5.1. Ways implemented intend to improve the model performance

• Text Cleaning: pre-processing section helped reduce the noise present in text data in the form of stop words, punctuations marks, suffix variations etc; H-stacking Text/NLP features with text feature vectors : In the feature engineering section, the generated feature vectors were combined together can help to improve the accuracy of the classifier, however, the result didn’t show much improvement. (Therefore additional features were dropped);

• Tuning the hyper-parameters is an important step, a number of parameters such as tree length, leaves, network parameters were all fine-tuned and did result in a higher accuracy;

• Ensemble Model: Stacked seven different models and blended their outputs to further improve the results.

5.2. CNN performance:

• Networks with convolutional and pooling layers are useful for classification tasks, CNN could learn that certain sequences of words are good indicators of the topic, and do not necessarily care where they appear in the document.
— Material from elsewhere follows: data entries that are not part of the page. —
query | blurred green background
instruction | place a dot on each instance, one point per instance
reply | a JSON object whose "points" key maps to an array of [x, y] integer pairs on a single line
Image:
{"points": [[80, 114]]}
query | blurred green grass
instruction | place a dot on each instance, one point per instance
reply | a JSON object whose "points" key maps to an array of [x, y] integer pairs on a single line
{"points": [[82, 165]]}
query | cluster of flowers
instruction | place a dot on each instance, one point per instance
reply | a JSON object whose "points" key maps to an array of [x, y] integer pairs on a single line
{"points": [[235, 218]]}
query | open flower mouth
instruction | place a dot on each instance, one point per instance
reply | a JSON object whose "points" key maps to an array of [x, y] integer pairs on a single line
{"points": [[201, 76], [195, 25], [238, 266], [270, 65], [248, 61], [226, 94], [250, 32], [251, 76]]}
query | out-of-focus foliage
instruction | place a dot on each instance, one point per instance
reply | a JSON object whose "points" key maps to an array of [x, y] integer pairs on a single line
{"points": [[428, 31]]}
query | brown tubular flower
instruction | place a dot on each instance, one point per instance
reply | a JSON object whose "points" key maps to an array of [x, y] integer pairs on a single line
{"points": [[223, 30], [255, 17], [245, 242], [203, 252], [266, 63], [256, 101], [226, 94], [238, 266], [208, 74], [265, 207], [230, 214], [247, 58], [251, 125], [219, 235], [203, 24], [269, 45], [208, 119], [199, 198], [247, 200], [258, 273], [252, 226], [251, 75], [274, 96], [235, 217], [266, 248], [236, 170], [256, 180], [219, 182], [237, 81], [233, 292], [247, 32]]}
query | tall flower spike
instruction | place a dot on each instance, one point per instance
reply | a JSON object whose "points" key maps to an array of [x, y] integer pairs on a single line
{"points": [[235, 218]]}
Convolutional and pooling layers allow the model to learn to find such local indicators, regardless of their position;

• The maximum length of sequence was set to 1,000, and embedding dimension set to 50 (due to pre-trained word embedding was in 50-dimension space); The validation accuracy improves steadily from 0.60 to 0.66 with epoch increasing from 1 to 3, with greater computing power, the training accuracy could be further improved.